John Blackley, Austin, TX, USA
I would like to think that most ordinary people in this country are not racist, just fed up with the way this government has handled immigration, i.e. opened the door to anybody and everybody regardless of their intention to settle in this country.So we are now in a position where we are becoming overpopulated and crime in areas of heavy immigration is on the rise because alot of the people do not understand or respect our laws. What is wrong with monitoring who is coming into our country and ensuring people are settling here for the right reasons, not because we will house them and hand out benefits. I have just read about the foreign prisoners getting handouts to leave, if an immigrant commits a crime - send them back to the authorities in their own country and make sure they know they are not welcome to come back. Is it me? or is this too obvious to the mighty politician? £4000 to help asylum seekers go home - WHY?
Rachel, Maidstone, Kent
Would someone care to expalin exactly which part of what Enoch, or indeed Nigel Haslow, said is factually incorrect. I certainly can't find even a minor flaw.
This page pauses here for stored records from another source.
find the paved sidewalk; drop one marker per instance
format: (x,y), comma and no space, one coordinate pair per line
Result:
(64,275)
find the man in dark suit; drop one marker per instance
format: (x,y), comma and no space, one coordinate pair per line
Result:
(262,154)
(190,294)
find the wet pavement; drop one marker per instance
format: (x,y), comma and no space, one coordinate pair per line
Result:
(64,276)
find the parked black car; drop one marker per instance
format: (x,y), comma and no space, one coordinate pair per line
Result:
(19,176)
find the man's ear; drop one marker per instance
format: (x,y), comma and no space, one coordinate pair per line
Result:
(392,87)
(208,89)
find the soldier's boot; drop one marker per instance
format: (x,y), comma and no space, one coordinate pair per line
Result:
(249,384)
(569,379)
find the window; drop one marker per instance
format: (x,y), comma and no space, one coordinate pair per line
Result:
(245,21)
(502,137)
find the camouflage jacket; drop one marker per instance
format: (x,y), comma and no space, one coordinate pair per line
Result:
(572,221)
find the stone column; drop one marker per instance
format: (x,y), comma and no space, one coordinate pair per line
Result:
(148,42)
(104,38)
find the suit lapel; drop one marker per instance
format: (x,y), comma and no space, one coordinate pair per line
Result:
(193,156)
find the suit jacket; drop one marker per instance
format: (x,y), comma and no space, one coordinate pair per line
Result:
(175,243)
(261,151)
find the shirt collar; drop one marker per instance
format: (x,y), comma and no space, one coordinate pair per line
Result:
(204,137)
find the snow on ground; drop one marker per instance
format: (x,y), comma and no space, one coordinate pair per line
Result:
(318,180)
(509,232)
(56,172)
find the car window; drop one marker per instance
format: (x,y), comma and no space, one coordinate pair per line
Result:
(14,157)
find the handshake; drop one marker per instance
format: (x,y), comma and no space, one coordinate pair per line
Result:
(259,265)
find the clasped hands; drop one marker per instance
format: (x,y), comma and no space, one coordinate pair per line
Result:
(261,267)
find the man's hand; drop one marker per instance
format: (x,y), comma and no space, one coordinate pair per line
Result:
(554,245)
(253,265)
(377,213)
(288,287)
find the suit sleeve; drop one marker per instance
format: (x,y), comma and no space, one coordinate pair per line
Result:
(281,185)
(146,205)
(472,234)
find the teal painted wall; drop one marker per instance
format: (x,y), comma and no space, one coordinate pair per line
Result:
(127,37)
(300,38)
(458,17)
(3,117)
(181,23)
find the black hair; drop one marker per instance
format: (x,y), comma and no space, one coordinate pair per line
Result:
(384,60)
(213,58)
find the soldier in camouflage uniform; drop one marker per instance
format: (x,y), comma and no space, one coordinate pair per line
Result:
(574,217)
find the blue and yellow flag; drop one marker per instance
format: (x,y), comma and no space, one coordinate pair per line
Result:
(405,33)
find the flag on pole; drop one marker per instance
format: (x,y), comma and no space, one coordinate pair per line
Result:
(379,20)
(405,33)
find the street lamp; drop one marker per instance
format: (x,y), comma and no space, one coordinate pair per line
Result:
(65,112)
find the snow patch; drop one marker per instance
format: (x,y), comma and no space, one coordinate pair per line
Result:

Before an onslaught from those "educated" after the 60s, I should point out that "The Tiber, foaming with much blood" was a classical allusion!
Mike Bibby, St Albans, England -not EU
Who cares for pakistan's shirless poors?
People in Pakistan are used to Martial law and emergency. Give them little freedom and you have lal masjid.
Rulers of Pakistan are used to of being thrown out rather than relinquishing their position with diginity and so Musharraf is following their path.Problem is with India. Every now and then they have to deal with new fellow with new team and new ideas.China does not have any problem because chinese do not understand urdu and Pakistanis can not understand Chinese and communicate in sign language.America too does not have a problem because all the head of state in Pakistan have to pay obedience to them.Why people in IUK are so ruffled and worried. Let us clean and polish our democratic and secular set up and make it look even more brighter.
To do this we require guts and have to rise above slogan shouting and by shedding our religious and liguistic bias. It is not easy to do it but sooner we do it better it will be.
www.majebal.org
shashi, cardiff,
I disagree. I'd have sacked Mr Hastilow had I been leader of his party, because he would have been risking making me and his party look like a bunch of sad, inadequate racists. Such an image might appeal to the minority of sad, inadequate racists (who oppose immigration), but doesn't appeal to the majority of happy, confident, decent people (who don't have a problem with immigration) who I'd want to be voting for my party.